Певец, который перестает петь, перестает быть певцом, но удивительно, что академик, который не занимается наукой, почему-то у нас по-прежнему считается ученым.

Сейчас, чтобы по-настоящему дать возможность заняться наукой, коллективу наших экономистов по Вашему указанию созданы специальные условия, при которых их совсем не теребят и они могут всецело отдаваться научному творчеству. Необходимость этого мероприятия ясно показывает, что существующие условия работы нашего ученого не пригодны для углубленной научной работы. Необходимо, чтобы эти специальные условия стали бы нормальными условиями для любого ведущего ученого, занимающегося по-настоящему наукой в нашей стране.

Вы исключительно верно указали на два основных все растущих недостатка нашей организации научной работы – это отсутствие научной дискуссии и аракчеевщина. Это, конечно, не болезни, а это симптомы, которые показывают на отсутствие настоящей научной работы.

После Вашей статьи о языкознании, к сожалению, аракчеевщина у нас не прекращается, но продолжает проявляться в самых различных формах, я лично самую вредную форму аракчеевщины нахожу тогда, когда, чтобы исключить возможность неудач в творческой научной работе, ее пытаются взять под фельдфебельский контроль. Это приводит к тому, что свободное творчество, движимое энтузиазмом, заменяют безоговорочным выполнением обычно маложизненного детального плана. Нелепо бояться неудач в творчестве, но еще нелепее наказывать за это. Конечно, аракчеевская система организации науки начинает применяться там, где большая научная жизнь уже заглохла, а такая система окончательно губит и ее остатки.

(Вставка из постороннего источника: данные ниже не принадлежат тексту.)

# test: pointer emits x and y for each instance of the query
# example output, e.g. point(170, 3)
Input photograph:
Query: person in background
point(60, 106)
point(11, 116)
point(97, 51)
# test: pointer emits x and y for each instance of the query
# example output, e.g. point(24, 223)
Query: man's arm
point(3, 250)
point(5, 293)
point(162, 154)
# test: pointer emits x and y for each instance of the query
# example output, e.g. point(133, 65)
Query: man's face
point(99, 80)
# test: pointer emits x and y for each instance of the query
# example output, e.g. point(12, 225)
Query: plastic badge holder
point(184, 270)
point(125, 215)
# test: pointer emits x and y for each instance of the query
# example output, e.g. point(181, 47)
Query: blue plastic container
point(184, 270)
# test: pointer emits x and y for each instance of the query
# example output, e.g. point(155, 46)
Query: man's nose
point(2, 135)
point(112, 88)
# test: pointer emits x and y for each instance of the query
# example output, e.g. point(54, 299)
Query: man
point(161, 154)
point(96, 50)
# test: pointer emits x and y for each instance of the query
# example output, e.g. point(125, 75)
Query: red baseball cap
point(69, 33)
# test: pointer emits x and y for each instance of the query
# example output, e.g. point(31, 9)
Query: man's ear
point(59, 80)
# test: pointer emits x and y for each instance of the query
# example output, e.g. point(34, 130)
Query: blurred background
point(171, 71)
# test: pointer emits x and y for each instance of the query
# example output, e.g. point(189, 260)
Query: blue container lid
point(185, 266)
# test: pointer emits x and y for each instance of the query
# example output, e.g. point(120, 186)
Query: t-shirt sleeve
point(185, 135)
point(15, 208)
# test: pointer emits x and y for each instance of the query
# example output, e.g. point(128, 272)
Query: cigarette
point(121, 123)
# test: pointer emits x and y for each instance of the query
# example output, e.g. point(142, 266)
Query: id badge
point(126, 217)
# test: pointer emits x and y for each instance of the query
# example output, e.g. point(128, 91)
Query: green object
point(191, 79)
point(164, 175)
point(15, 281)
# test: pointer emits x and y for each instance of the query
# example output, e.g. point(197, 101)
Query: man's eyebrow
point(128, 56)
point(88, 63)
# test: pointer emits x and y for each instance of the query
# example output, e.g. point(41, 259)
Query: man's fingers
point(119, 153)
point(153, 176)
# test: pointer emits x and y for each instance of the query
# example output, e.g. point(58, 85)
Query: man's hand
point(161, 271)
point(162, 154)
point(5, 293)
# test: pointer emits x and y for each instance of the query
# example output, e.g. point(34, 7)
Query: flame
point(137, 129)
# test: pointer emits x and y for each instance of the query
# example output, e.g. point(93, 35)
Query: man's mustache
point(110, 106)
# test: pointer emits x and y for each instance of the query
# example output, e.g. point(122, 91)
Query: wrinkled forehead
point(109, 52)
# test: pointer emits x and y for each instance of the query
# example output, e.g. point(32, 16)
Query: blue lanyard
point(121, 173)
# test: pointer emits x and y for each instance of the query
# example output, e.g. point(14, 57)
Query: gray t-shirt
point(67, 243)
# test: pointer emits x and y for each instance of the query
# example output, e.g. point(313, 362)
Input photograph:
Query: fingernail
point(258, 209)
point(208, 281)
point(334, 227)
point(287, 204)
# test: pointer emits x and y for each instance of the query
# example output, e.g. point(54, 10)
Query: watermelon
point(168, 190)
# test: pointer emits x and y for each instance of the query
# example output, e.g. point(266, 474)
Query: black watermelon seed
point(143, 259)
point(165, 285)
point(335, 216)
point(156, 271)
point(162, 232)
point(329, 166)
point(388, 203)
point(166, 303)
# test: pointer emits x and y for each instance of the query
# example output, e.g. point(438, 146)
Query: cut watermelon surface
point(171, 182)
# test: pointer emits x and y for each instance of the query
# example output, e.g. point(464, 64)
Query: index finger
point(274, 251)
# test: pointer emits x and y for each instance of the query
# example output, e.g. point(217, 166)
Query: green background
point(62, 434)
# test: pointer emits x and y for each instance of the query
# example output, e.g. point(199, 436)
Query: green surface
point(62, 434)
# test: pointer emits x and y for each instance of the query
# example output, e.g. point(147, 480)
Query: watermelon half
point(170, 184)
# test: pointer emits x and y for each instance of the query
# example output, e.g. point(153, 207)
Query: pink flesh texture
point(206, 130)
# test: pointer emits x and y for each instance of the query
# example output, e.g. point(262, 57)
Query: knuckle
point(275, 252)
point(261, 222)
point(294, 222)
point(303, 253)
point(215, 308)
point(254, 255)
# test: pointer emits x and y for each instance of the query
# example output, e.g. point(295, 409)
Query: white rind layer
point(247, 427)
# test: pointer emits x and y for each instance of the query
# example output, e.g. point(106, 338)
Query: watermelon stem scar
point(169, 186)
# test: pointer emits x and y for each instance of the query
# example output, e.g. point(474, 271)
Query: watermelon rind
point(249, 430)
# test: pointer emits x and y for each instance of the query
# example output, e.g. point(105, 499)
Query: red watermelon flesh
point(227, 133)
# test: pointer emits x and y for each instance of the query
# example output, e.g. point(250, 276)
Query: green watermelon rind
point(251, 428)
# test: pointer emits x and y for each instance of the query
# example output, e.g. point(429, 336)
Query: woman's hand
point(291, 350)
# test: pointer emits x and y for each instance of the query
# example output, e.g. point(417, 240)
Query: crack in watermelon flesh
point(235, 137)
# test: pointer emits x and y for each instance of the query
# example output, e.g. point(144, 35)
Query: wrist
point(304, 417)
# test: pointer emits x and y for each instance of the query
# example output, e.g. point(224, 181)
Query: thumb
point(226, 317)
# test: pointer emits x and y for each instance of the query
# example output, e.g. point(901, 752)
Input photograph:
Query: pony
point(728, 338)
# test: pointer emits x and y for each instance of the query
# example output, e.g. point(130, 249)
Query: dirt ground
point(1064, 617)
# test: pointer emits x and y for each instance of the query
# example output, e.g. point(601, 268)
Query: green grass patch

Я хотел бы верить, что ряд вопросов, которые я поставил перед Вами в этом письме по развитию науки, будут своевременны и могут помочь ее более здоровому росту у нас в стране.

Если в этом письме я несколько резок в постановке вопроса, то надеюсь, Иосиф Виссарионович, что Вы меня простите, так как я уверен, что Вы не можете не сочувствовать развитию передовой науки у нас в стране, а только с этой целью я к Вам и обращаюсь. К тому же партия учит нас не бояться выступать с самокритикой.